NOTE: In Any of these recipes you can use fresh or frozen cranberries. If using frozen, place them in a colander and run cool water on them  to remove any ice crystals. Drain well. 

Three different cranberry sauces made with goodies delivered from Field Goods

Cranberry-Balsamic Compote
This sweet and sour relish is my family’s favorite. The maple and balsamic tame the cranberries just enough, while the chunky texture is delicious with everything on that Thanksgiving plate, from turkey and stuffing to sweet potatoes and brussels sprouts 

2 tablespoons butter

1 cup pearl onions, peeled (or small diced onions)

1 12 oz bag cranberries

1 cup dried cranberries or raisins

1/2 cup brown sugar

½ cup maple syrup

1/4 cup balsamic vinegar

1/4 cup red wine

1/2 cup water

1 tablespoon fresh rosemary, minced

1 teaspoon salt

black pepper to taste

Cranberries, sweet onions, balsamic maple syrup and rosemary will make this the star of your table!



1. Saute the onions in butter until just golden around the edges. Season with salt and pepper.

Add the brown sugar, maple syrup, balsamic, red wine and water and bring to medium boil.

Stir in the cranberries, dried cranberries and rosemary

Cook at medium heat for about 15- minutes, until it all begins to caramelize. 

Stir, remove from heat and allow to cool before serving. Stays fresh, refrigerated and covered for up to two weeks. 


Cranberry-Apple Chutney

This is a nice seasonal twist for you 2020 cranberries and beyond. This is also great on sandwiches! Just saying. The jalapeno is optional, but, man, it's so good.
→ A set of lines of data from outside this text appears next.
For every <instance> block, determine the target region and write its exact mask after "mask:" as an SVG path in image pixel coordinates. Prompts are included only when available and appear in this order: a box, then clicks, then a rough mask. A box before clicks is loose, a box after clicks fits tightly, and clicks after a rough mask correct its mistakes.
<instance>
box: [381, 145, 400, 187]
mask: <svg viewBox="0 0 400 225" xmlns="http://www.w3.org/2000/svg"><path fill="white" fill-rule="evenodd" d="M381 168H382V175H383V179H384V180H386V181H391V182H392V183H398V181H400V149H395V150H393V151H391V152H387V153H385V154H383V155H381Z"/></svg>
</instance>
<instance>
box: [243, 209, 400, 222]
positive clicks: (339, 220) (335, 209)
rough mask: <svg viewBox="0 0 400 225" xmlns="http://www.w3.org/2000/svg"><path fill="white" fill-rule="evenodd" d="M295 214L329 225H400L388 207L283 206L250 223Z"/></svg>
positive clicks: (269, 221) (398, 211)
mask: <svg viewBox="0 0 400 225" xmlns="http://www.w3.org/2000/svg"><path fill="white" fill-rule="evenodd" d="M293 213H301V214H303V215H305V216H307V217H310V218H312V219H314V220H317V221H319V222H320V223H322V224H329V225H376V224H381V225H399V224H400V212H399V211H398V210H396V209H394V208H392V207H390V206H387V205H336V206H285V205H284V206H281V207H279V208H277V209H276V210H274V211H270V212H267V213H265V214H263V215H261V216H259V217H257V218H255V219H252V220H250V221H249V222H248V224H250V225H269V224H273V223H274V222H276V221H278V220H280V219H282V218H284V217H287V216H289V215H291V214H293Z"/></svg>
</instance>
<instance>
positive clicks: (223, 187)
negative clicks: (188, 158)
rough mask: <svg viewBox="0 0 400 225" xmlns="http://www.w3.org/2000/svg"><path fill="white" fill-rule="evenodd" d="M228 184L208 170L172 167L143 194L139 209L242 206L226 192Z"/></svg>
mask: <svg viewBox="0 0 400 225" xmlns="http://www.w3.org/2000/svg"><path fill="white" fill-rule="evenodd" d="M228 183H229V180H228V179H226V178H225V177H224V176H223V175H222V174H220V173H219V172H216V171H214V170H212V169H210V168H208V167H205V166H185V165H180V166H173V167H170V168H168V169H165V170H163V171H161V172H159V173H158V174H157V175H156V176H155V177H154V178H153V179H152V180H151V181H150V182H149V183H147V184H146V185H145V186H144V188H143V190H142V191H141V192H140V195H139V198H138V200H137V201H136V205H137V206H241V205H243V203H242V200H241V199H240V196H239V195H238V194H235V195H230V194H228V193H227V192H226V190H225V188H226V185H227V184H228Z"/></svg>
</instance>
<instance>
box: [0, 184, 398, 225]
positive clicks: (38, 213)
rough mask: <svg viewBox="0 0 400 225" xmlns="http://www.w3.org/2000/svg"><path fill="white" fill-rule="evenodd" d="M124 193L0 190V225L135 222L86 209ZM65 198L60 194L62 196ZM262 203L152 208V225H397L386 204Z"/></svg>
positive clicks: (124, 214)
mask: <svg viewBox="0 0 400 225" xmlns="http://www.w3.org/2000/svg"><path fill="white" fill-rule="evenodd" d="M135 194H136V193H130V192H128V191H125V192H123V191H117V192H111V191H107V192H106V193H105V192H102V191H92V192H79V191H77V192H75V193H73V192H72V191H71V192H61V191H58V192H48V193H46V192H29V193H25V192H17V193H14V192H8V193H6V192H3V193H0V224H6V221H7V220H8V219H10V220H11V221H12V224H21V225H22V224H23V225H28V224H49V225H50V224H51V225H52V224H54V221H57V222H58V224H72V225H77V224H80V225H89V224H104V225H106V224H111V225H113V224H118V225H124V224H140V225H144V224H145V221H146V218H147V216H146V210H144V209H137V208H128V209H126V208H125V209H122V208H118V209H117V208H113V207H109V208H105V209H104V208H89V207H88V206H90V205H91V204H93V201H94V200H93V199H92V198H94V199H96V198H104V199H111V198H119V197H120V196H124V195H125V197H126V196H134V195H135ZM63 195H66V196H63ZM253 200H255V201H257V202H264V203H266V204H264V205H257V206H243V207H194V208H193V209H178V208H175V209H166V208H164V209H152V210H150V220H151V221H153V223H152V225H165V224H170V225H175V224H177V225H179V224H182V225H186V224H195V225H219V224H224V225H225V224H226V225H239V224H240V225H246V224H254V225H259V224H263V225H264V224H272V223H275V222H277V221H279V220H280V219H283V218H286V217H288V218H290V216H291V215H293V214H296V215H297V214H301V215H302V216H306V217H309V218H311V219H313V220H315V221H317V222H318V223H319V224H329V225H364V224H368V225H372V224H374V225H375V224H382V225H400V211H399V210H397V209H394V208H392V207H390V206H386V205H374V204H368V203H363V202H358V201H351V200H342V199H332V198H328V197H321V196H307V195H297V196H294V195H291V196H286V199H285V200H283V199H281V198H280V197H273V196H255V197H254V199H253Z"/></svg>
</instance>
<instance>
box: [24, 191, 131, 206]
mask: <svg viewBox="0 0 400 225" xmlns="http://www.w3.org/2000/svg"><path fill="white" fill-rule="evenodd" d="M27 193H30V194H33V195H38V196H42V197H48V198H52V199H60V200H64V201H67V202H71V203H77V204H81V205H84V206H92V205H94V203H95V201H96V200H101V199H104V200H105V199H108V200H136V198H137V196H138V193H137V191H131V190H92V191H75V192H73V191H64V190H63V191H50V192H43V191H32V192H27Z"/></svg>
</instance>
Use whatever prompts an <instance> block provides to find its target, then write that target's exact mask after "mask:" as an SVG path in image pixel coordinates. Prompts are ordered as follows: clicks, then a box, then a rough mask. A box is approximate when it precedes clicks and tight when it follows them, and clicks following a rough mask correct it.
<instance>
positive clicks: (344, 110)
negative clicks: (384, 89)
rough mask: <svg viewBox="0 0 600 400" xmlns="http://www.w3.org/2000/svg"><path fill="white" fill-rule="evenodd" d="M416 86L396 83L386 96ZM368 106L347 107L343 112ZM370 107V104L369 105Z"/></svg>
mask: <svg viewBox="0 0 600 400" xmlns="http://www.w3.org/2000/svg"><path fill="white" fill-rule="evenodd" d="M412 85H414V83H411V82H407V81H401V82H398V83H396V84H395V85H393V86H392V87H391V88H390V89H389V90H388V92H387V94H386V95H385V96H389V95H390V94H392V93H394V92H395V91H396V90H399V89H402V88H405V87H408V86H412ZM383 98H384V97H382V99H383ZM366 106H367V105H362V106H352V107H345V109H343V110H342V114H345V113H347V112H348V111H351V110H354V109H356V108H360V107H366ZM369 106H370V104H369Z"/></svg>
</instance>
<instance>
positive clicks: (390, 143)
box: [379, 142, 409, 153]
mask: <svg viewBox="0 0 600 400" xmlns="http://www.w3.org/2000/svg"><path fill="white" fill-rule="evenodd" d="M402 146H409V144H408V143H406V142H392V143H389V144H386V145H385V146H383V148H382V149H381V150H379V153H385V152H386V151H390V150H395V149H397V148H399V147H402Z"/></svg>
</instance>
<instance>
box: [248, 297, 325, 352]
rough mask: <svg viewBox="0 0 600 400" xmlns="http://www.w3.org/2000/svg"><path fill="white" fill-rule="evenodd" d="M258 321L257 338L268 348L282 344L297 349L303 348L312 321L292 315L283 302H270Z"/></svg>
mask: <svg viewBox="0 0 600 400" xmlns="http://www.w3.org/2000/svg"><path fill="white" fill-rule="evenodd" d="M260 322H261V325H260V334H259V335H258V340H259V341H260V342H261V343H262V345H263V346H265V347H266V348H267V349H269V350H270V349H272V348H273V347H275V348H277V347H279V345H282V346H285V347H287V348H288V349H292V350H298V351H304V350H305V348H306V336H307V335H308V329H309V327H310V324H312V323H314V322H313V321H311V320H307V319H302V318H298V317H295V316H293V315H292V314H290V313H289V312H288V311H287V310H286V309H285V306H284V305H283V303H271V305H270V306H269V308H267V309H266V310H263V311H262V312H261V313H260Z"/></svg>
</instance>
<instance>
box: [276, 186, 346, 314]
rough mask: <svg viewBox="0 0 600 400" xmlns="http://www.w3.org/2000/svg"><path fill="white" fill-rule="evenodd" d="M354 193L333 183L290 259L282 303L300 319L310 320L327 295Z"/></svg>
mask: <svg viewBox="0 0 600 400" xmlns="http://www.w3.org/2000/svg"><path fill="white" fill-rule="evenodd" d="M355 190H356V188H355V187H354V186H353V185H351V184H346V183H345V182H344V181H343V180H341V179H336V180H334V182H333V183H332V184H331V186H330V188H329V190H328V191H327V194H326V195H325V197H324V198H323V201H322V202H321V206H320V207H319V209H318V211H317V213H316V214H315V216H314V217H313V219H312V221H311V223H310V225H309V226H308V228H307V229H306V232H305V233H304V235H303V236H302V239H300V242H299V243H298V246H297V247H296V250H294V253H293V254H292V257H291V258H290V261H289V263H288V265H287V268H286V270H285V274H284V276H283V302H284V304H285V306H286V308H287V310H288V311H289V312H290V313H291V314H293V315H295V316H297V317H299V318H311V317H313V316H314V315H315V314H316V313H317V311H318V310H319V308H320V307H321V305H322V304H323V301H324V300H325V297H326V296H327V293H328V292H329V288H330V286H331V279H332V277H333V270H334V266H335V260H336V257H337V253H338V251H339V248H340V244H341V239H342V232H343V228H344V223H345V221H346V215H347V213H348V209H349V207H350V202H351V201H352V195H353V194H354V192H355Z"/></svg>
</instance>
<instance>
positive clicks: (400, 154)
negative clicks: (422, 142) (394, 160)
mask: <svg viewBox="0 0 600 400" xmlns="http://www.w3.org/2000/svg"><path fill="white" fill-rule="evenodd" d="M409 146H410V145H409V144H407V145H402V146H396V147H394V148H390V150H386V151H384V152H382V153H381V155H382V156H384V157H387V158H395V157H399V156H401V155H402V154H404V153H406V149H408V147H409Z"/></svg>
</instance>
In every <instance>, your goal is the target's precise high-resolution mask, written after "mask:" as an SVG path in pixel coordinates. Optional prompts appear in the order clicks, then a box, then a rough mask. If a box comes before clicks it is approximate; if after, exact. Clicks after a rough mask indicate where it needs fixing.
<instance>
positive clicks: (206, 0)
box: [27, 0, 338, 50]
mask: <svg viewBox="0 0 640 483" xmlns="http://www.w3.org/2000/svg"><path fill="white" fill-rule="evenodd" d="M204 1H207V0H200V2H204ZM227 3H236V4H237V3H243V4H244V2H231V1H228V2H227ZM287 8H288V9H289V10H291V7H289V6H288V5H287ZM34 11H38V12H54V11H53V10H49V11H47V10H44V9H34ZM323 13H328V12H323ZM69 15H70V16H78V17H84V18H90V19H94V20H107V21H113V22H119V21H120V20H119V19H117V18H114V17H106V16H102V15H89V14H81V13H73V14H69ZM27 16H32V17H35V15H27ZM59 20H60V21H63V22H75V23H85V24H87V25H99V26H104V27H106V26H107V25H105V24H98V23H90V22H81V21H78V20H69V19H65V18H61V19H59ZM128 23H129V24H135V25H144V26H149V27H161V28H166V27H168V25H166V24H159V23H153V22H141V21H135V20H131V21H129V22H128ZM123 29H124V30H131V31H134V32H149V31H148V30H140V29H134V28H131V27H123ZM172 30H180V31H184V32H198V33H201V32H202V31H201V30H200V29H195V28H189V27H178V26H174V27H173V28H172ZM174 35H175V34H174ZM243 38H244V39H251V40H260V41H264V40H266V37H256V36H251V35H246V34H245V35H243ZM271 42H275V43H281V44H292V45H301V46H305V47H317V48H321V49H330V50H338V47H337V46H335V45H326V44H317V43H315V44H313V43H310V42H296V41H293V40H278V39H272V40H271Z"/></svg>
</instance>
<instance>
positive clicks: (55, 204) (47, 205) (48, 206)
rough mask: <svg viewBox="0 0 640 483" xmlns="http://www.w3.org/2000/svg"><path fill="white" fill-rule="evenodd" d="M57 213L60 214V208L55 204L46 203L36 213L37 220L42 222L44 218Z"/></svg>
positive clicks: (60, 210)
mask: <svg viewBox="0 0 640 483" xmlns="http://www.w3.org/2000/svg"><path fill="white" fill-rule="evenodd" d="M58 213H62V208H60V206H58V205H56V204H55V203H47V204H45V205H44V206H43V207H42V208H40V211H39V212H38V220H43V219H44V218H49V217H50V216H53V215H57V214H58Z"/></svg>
1 12 ounce bag cranberries

2 tart apples, peeled and finely diced

1/2 medium jalapeño, split lengthwise, not cut up

2/3 cup packed light brown sugar

Zest of one orange

½ cup apple cider

6 tablespoons apple cider vinegar

generous pinch  ground cinnamon

generous ground dried ginger

scant pinch ground cloves

pinch salt

All of the flavors of fall in one great chutney! Eat this anytime!

Mix all the ingredients together in a large saucepan.

Cook over medium-high heat, stirring frequently, until the cranberries pop and begin to break down and release their juices, and the apple pieces are cooked through,  about 10 minutes or so. Remove the jalapeño beforer serving, or if your family is like mine, hop it up and fold it in to the sauce

Remove from heat and cool before serving



Basic Home Made Cranberry Sauce

This is not going to hold that “can” shape but … it’s really good! You can make it smooth by pureeing once it’s cooled a bit. It’s a simple family favorite.


1 c. sugar

1 c. water

1 (12-oz.) package fresh cranberries

3 tbls apricot jam (or orange marmalade if you wanns get fancy)

Pinch of salt


Skip the can! This is too easy! 


  • In a small saucepan over low heat, combine jam, sugar and water until sugar dissolves. Add cranberries and cook until they burst, 10 minutes. Stir in orange zest and a pinch of salt.

  • Remove saucepan from heat and let cool completely, then transfer to a resealable container and refrigerate.